Impeachment hearings for President Donald Trump come at the very time that Capitol Hill usually tends to its mound of unfinished business.
The hearings and the possibility of impeachment and a trial create yet another layer of complications for senior lawmakers pressing for an agreement on $1.4 trillion worth of federal agency budgets or finalizing a rewrite of the North American trade rules.
Public hearings into Trump’s actions with Ukraine promise to suck the air out of Washington and stoke the partisan flames inside the Capitol ever hotter. Yet they could still be the last, best opportunity for lawmakers to wrap up their work on the budget and the trade deal.
As the House returns from a quick break, the sole piece of must-do business is to pass a governmentwide stopgap spending bill to avert the second government shutdown within a year.
Avoiding a shutdown shouldn’t be a problem, at least for now, with passage of a temporary, governmentwide spending bill to perhaps Dec. 20 virtually assured. Top leaders on Capitol Hill, however, are struggling with a full-year solution on the appropriations work, where progress is overdue and at least some risk of being derailed entirely remains.
Most notably, a recurring fight over Trump’s U.S.-Mexico border fence and immigrant detention practices is making it difficult for House Speaker Nancy Pelosi, D-Calif., and Senate Majority Leader Mitch McConnell, R-Ky., to make progress on a broader, full-year $1.4 trillion spending bill. That measure is needed to implement the terms of last summer’s hard-won budget agreement, which distributed budget increases to both the Pentagon and domestic agencies.
McConnell is personally invested in a successful budget outcome and both he and Pelosi have long histories on appropriations. A meeting on Tuesday among the bipartisan leadership of the Appropriations committees could produce an agreement on the stopgap measure — but efforts to smooth agreement on wall funding aren’t going nearly as well.
The other top issue is a legislative update to the landmark North American Free Trade Agreement, which is especially sought by Trump’s GOP allies and the party’s Main Street supporters.
Pelosi is the key figure on trade, which is always a tricky issue for Democrats, even if the politics of the new United States-Mexico-Canada Agreement are nowhere nearly as divisive as NAFTA was 26 years ago.
Passage of NAFTA in 1993 badly split House Democrats, but Pelosi, who represents the Port of San Francisco, voted “aye,” as did Majority Leader Steny Hoyer, D-Md., and powerful Ways and Means Committee Chairman Richard Neal, D-Mass.

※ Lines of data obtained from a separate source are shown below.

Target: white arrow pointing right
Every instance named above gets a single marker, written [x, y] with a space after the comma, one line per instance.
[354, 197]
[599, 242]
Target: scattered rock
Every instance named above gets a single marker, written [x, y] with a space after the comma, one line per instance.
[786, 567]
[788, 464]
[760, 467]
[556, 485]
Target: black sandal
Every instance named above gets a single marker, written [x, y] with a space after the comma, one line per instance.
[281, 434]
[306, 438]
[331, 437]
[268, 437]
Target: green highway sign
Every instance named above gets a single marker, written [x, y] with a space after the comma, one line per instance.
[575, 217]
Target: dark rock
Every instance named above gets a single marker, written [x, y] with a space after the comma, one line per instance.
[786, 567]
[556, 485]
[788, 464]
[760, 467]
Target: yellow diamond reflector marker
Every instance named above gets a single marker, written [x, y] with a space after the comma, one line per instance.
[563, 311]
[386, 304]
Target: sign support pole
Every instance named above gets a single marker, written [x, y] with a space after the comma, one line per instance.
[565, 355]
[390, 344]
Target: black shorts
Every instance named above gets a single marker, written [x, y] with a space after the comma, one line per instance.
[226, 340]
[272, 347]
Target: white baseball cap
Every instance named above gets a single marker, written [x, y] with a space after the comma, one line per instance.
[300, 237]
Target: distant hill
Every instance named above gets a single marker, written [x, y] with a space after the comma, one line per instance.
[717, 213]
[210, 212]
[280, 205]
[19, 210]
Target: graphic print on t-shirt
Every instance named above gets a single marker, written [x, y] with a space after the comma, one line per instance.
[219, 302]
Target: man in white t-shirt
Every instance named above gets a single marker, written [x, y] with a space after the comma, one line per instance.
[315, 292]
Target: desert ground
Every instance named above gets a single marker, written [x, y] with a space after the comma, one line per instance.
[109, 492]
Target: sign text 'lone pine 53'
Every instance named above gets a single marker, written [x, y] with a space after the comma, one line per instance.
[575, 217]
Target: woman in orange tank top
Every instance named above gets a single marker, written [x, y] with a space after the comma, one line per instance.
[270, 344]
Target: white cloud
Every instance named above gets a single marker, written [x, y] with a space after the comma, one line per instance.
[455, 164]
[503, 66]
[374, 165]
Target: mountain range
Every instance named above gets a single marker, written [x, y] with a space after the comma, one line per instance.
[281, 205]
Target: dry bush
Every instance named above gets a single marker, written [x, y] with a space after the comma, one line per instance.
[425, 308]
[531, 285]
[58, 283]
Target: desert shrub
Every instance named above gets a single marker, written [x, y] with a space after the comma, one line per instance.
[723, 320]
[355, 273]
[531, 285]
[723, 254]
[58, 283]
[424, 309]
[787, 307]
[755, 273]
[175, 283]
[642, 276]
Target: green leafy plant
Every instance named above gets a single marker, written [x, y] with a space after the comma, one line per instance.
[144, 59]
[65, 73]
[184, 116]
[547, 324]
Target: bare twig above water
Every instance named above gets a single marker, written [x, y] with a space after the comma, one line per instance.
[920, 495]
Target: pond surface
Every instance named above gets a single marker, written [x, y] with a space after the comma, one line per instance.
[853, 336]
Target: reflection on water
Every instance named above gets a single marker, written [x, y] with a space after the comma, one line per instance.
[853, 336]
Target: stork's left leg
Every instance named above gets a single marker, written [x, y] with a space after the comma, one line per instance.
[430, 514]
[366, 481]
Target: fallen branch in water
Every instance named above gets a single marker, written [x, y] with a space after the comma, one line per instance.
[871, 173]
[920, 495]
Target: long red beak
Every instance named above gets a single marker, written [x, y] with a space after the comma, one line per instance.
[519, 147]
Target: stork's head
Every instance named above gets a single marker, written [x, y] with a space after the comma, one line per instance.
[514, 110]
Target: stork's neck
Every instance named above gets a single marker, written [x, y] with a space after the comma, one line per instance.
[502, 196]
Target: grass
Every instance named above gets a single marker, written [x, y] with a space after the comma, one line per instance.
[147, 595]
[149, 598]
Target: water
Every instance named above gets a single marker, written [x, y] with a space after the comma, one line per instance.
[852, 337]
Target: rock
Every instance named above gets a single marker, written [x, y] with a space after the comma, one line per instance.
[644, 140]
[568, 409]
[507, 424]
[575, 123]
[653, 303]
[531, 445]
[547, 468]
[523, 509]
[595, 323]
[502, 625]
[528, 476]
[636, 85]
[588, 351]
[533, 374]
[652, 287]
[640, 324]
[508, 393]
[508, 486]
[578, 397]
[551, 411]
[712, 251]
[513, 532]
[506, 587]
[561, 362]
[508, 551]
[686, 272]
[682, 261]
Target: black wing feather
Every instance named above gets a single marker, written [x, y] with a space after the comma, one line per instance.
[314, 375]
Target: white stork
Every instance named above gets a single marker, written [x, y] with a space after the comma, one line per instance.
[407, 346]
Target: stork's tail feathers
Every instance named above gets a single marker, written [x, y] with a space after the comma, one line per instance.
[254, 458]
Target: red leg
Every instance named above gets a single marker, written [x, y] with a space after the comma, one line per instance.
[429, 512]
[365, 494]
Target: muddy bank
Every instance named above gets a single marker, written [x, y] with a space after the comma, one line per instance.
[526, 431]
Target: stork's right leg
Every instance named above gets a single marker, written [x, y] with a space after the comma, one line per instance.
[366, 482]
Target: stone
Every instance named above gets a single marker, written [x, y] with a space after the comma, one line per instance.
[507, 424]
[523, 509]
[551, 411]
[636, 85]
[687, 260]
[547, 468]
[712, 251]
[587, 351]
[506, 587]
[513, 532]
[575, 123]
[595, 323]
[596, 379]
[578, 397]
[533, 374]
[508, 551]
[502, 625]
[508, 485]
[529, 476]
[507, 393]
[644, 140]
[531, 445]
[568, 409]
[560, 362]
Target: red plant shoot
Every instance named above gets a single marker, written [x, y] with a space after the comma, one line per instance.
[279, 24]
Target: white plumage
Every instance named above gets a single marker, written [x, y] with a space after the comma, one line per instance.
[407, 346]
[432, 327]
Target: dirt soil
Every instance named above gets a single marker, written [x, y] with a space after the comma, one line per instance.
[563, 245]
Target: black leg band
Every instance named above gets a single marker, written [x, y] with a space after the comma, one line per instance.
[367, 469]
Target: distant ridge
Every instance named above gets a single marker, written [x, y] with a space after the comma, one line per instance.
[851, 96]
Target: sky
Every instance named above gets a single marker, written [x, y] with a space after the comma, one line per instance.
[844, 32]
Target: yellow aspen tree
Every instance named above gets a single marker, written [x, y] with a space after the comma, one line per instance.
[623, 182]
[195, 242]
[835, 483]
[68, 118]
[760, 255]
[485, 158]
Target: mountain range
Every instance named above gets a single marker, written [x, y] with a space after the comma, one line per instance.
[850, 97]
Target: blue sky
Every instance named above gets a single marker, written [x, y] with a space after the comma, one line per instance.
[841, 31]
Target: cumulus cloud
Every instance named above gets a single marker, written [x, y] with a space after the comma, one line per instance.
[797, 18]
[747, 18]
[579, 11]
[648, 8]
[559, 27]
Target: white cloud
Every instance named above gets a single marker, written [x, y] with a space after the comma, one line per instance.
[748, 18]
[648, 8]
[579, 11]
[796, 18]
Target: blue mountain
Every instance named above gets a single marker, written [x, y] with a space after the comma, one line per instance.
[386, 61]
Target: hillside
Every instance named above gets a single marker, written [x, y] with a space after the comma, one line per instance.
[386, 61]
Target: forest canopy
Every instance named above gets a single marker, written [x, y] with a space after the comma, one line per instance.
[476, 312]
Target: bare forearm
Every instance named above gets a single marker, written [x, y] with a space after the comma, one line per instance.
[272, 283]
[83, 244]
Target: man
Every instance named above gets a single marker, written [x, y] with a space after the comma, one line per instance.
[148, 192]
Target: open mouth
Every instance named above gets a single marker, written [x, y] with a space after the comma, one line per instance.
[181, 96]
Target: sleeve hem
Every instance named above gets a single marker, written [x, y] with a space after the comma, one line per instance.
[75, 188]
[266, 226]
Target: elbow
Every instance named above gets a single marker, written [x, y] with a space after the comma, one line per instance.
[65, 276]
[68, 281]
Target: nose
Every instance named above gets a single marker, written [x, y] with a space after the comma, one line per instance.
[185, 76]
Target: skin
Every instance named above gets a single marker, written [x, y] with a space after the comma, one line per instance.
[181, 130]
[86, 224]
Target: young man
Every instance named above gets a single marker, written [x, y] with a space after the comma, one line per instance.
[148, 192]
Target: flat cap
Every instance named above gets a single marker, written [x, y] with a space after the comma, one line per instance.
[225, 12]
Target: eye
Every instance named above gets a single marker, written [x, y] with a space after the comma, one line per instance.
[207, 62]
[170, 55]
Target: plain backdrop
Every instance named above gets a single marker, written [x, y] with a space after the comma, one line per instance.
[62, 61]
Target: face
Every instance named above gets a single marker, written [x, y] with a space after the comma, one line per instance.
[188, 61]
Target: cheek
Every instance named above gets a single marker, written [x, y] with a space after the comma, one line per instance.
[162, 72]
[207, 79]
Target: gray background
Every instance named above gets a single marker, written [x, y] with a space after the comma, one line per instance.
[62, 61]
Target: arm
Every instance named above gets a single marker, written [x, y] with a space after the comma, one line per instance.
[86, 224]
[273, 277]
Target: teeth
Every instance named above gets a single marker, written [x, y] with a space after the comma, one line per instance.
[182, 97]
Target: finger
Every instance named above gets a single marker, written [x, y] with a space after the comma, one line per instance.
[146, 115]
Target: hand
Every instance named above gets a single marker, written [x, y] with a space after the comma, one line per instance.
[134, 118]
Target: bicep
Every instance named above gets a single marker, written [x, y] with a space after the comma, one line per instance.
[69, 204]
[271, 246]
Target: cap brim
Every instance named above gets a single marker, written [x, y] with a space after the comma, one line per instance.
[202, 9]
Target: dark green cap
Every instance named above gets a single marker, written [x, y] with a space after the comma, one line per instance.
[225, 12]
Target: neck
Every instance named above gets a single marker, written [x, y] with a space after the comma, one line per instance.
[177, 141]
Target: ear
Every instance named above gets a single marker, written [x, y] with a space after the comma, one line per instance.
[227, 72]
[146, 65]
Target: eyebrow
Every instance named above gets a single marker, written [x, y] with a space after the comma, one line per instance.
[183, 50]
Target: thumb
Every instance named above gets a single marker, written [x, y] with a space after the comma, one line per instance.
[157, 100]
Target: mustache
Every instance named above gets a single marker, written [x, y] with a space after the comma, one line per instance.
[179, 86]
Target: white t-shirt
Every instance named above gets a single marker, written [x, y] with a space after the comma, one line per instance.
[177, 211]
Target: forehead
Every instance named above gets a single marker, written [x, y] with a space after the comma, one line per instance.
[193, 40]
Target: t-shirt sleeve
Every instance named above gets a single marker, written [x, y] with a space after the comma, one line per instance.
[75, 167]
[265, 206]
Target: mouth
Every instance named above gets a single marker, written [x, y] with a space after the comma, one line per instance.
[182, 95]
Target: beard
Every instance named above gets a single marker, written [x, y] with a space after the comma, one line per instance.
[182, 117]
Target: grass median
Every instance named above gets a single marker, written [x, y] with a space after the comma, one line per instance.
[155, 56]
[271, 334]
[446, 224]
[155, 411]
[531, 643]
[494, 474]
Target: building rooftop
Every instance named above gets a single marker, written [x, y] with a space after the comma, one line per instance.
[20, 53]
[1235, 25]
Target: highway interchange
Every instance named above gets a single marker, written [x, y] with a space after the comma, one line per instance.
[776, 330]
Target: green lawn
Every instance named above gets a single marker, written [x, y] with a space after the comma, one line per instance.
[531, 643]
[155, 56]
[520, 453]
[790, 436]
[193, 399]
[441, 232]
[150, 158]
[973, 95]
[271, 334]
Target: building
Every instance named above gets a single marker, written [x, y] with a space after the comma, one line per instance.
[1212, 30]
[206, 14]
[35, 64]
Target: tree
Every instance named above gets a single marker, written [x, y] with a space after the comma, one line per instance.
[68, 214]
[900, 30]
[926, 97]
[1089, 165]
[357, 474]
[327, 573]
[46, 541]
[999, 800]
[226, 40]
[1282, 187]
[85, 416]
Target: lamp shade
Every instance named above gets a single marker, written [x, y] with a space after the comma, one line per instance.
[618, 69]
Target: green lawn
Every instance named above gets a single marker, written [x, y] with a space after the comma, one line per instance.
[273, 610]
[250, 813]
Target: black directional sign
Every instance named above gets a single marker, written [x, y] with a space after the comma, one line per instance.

Neal is leading a working group on the measure and says the group is “on the 5-yard line” and the optimistic take is that he and Pelosi will bring USMCA in for a touchdown.
The trade updates are generally seen as an improvement over NAFTA, whose provisions enforcing Mexican labor and environmental rules are seen as inadequate by many Democrats. The selling points for the new pact are that it updates NAFTA for the 21st century with hard-won provisions on digital trade, intellectual property, financial services and agriculture trade.
Still, any impeachment-related delays could tax patience and thrust politically freighted issues like the border wall and the GOP’s top goal of an updated U.S. trade pact with Mexico and Canada directly into the heat of the presidential primary campaign.
On spending, Trump is a wild card as usual. He singlehandedly drove the 35-day partial shutdown that spanned the changeover between GOP and Democratic control of the House last winter. He has struggled to win much wall funding from Congress, where lawmakers in both parties have other designs for the money.
Trump has had more success in exploiting his transfer powers to siphon money from Pentagon anti-drug and military base construction accounts toward the wall, and construction is finally beginning on the new segments he has long promised.
Trump could easily spin a successful wall narrative without much more in new appropriations and simply funding the government on autopilot — though hardly anyone is advocating that — would give him perhaps $6 billion more.
Trump’s anger at impeachment, his poisonous relationship with Pelosi, and his unpredictability and volatility are red flags for optimists. But the forces favoring an agreement are powerful, and McConnell — a top force behind the July budget pact — appears ready to get engaged more actively.
The odds for a spending deal could be helped by the apparent sidelining — because of impeachment — of acting White House chief of staff Mick Mulvaney and budget office chief Russell Vought, two hard-liners with whom McConnell has clashed in the past.
And there is still time for action, even if the odds get more dicey in a presidential election year.
One of the benefits of limiting the duration of the upcoming stopgap spending bill, known as a continuing resolution or CR, is that is means another is needed before Congress adjourns for the year.
Any December stopgap measure could also provide a way to ship some unfinished business on taxes, health care and pensions to Trump’s desk as part of a must-pass package. Top lawmakers hope that a full-year spending bill would serve the same purpose but acknowledge there are considerable obstacles.
“I think it would be a terrible mistake if we were still in a continuing resolution after the first of the year for a whole host of reasons,” said top Senate Appropriations Committee Democrat Patrick Leahy of Vermont, citing shifting signals from the White House as contributing to the delays. “It has been difficult with the White House because … they have not always been consistent in what they want.”